- Born: 1945 (age 80–81) Ōtaki, New Zealand
- Known for: Painting, music composition
- Movement: Surrealism

= Brent Wong =

New Zealand painter (born 1945)

Brent Wong (born 1945) is a New Zealand surrealist painter and music composer.

==Early life==
Wong was born in 1945 in Ōtaki, New Zealand. His family moved to Wellington in 1949, where he has subsequently lived. As a child, he had difficulty reading, which led him towards drawing as an alternative means of self-expression. He briefly studied at Wellington Polytechnic's School of Design in 1963 before dropping out, and in 1965 began working for the Dominion newspaper.

==Art career==
Wong claims artistic influence from Turner, Kandinsky, Klee, and Andrew Wyeth. He is famous for his surrealist land, sea, and cloudscapes along with entirely abstract works.
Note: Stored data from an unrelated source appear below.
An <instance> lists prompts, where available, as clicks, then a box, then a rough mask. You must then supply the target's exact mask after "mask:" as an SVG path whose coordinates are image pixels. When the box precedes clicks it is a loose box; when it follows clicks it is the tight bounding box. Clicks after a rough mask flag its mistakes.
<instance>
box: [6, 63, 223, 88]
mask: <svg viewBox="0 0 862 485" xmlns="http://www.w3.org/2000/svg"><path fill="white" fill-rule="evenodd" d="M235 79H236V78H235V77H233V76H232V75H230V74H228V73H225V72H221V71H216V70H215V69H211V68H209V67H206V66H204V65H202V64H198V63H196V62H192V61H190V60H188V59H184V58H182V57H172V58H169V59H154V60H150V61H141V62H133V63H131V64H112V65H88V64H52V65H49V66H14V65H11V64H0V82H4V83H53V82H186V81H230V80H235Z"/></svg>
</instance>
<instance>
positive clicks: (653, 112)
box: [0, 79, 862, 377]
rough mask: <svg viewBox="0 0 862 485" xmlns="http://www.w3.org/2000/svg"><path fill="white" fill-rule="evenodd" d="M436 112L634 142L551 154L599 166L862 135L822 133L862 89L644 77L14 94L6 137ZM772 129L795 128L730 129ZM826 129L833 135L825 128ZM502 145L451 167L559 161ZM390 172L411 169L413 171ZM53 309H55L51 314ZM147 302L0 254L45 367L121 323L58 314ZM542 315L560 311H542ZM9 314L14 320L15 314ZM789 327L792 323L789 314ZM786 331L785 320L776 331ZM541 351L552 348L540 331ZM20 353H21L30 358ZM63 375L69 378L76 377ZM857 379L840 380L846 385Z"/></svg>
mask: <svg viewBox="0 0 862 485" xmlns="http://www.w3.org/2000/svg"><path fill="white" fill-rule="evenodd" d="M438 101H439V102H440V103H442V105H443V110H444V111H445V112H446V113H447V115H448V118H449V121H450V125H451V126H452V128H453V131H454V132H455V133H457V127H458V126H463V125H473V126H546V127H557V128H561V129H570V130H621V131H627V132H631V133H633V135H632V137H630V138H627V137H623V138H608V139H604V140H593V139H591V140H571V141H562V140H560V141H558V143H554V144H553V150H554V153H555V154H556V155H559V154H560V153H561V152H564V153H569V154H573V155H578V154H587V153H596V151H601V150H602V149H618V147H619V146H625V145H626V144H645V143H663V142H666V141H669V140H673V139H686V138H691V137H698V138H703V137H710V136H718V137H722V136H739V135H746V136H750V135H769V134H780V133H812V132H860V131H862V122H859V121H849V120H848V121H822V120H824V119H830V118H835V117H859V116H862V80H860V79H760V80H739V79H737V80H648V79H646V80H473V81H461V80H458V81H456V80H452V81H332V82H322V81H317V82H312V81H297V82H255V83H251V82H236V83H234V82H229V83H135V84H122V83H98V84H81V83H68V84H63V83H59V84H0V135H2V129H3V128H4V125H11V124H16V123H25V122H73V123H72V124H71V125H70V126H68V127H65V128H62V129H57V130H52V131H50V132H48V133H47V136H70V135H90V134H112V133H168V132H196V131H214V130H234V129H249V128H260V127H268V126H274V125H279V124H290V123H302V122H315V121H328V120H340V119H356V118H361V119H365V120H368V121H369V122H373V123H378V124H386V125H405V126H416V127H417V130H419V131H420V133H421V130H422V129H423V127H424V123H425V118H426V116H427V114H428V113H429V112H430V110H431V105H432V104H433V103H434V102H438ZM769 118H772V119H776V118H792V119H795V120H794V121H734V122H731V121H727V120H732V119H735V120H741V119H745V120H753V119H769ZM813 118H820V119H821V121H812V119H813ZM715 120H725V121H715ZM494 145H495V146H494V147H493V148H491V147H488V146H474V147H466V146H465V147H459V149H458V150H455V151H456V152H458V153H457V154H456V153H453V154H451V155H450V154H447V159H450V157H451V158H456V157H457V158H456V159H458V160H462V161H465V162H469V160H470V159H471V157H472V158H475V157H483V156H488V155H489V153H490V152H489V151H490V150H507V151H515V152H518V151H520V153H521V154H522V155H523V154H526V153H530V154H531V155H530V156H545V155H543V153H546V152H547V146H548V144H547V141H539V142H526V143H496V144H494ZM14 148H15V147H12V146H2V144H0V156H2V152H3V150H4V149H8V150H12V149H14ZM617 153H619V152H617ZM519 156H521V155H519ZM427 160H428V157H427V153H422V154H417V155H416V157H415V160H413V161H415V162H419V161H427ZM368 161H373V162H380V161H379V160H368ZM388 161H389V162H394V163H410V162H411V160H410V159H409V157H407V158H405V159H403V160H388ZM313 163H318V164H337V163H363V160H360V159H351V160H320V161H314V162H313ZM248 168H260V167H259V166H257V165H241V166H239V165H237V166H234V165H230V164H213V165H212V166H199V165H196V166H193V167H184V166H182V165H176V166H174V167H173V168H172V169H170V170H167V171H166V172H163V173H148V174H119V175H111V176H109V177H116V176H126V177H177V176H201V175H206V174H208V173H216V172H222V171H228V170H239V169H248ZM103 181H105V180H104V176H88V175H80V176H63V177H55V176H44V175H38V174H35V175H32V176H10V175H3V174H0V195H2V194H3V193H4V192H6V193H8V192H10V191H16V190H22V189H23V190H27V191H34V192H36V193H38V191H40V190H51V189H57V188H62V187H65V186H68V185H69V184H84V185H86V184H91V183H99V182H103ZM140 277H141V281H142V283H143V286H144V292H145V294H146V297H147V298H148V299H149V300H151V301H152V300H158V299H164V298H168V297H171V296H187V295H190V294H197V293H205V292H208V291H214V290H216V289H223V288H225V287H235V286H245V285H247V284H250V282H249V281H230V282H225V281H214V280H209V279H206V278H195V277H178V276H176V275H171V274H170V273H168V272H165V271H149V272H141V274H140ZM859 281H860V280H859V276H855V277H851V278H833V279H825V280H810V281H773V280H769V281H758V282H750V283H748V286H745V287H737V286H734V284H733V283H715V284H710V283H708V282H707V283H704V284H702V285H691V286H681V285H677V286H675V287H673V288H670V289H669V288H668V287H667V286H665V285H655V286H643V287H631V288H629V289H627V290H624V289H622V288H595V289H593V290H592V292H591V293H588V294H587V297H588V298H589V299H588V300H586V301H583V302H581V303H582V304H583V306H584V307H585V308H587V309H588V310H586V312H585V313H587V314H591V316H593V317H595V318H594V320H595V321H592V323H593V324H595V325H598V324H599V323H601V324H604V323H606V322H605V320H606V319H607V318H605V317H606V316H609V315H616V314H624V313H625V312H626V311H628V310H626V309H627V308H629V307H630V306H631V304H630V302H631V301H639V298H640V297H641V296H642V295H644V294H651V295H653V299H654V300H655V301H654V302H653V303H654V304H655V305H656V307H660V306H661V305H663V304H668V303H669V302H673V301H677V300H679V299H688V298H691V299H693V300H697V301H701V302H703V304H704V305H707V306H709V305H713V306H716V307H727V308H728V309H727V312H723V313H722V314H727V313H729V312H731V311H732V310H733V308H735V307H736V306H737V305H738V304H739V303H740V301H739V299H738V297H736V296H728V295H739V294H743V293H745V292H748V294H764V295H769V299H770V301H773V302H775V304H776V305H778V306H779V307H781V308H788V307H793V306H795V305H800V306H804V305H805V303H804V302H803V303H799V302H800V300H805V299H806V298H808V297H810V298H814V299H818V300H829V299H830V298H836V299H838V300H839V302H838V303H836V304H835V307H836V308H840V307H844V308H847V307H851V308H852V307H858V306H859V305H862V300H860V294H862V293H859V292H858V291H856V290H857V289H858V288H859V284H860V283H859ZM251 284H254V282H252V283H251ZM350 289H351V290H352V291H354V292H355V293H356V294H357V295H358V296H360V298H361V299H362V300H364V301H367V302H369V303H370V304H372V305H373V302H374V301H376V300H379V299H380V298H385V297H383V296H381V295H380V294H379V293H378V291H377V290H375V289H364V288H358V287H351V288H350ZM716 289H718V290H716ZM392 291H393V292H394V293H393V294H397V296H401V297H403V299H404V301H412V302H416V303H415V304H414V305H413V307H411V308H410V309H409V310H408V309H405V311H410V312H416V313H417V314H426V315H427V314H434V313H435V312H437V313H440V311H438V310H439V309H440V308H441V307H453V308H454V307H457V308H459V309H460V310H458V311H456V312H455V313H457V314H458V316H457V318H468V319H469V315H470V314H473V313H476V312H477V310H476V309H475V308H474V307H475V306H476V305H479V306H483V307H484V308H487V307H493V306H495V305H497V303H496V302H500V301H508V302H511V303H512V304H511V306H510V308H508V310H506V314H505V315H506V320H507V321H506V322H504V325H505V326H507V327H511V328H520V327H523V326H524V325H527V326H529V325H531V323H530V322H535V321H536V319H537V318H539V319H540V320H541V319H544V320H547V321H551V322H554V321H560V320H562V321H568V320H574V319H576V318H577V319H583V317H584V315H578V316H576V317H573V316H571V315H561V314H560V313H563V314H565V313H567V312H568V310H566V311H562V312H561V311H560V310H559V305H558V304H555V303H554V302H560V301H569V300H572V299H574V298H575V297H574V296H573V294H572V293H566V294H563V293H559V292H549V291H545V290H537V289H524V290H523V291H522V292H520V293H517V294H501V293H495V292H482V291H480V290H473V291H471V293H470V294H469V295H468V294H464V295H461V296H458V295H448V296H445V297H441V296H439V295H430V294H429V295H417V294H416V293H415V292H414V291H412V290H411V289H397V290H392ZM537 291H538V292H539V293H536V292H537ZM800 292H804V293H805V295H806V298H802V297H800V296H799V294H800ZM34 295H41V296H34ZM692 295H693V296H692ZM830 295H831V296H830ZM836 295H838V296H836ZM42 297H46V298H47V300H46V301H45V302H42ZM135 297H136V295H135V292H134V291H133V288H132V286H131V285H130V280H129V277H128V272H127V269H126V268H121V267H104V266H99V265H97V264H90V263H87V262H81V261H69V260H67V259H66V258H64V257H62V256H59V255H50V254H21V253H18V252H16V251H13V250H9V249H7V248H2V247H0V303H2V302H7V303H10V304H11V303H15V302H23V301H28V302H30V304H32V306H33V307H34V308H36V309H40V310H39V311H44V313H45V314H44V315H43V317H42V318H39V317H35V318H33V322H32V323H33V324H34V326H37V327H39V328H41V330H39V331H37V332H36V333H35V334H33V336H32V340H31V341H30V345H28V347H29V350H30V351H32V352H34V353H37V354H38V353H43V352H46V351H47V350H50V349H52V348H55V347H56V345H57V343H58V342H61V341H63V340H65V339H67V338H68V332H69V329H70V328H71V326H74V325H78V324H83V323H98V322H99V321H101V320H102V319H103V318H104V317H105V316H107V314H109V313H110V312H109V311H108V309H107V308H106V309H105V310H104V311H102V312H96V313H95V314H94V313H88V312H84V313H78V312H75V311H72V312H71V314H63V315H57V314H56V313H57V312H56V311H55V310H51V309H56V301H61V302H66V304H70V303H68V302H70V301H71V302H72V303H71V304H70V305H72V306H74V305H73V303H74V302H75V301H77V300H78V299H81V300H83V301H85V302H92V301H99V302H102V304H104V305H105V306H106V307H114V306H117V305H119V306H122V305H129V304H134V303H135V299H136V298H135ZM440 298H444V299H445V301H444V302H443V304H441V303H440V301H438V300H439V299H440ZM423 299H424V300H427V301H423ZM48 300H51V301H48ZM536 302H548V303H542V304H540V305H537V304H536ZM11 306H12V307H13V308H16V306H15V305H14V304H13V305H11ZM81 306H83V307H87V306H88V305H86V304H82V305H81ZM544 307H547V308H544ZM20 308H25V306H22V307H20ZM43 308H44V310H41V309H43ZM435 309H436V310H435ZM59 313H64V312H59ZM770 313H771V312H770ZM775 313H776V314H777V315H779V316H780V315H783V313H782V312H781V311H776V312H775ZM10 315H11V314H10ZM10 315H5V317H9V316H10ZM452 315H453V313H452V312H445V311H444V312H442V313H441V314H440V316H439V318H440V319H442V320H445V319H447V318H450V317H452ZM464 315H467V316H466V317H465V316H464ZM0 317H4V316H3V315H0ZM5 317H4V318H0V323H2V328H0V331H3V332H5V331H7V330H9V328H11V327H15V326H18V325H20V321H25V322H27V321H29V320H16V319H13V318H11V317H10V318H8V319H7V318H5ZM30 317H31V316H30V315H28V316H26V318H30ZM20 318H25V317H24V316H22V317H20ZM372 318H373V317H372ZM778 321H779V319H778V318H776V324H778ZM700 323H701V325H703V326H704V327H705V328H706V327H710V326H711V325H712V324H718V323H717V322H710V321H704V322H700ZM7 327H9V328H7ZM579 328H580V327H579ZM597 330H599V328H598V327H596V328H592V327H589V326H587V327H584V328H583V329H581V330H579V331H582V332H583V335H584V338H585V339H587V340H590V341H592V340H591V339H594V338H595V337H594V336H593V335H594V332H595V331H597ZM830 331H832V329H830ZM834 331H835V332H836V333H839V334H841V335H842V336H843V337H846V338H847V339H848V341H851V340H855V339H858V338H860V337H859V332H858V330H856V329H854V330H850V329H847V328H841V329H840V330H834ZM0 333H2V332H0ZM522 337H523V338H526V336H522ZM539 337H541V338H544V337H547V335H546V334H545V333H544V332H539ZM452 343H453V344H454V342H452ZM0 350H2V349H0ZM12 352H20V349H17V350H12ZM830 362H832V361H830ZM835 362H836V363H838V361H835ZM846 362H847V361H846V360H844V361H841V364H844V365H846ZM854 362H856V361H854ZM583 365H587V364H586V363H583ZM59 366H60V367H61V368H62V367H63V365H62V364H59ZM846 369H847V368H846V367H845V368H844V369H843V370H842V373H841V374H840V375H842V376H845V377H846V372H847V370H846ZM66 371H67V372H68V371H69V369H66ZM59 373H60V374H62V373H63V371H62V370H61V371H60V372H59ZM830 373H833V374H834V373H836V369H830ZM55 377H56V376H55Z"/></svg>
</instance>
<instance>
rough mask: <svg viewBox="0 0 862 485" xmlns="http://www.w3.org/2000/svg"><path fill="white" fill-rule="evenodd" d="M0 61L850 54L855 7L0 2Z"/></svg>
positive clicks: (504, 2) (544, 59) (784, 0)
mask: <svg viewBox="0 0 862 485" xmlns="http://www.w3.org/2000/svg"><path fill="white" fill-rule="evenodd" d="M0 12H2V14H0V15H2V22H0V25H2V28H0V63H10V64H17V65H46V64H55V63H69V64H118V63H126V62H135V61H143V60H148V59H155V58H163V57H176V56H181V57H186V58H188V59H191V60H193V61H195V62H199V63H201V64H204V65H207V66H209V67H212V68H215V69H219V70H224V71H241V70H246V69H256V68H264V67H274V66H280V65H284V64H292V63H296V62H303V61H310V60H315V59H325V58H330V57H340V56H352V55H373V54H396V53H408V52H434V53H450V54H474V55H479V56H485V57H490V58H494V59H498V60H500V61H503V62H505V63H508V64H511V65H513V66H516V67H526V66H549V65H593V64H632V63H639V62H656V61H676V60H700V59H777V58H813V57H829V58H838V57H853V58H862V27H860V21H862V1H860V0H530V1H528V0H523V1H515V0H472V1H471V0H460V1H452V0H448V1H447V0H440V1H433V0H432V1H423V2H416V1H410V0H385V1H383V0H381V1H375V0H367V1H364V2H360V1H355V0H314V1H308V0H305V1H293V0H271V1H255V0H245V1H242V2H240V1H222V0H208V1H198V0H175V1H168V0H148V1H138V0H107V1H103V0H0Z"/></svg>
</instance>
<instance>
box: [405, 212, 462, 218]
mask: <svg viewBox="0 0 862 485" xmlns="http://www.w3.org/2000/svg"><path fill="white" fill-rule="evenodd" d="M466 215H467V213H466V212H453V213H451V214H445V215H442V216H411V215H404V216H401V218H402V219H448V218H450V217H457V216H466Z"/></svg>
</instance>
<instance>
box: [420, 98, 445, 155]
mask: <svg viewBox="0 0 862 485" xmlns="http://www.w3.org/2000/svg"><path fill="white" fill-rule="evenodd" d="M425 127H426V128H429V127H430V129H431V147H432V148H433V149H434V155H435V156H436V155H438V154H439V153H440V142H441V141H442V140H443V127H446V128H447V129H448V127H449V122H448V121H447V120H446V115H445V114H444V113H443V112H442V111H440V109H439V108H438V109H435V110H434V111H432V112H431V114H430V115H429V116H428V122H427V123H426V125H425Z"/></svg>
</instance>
Wong first exhibited his paintings in 1967 at the New Zealand Academy of Fine Arts and his first solo exhibition was in 1969 at the Rothmans Gallery in Wellington, where he presented 12 paintings. The solo exhibition "excited extravagant critical attention: and overnight established the previously unknown Brent Wong as an important painter in the local context."

He quit painting in 2008 to pursue musical composition. In 2026, there was an exhibition of his paintings at Toi Mahara.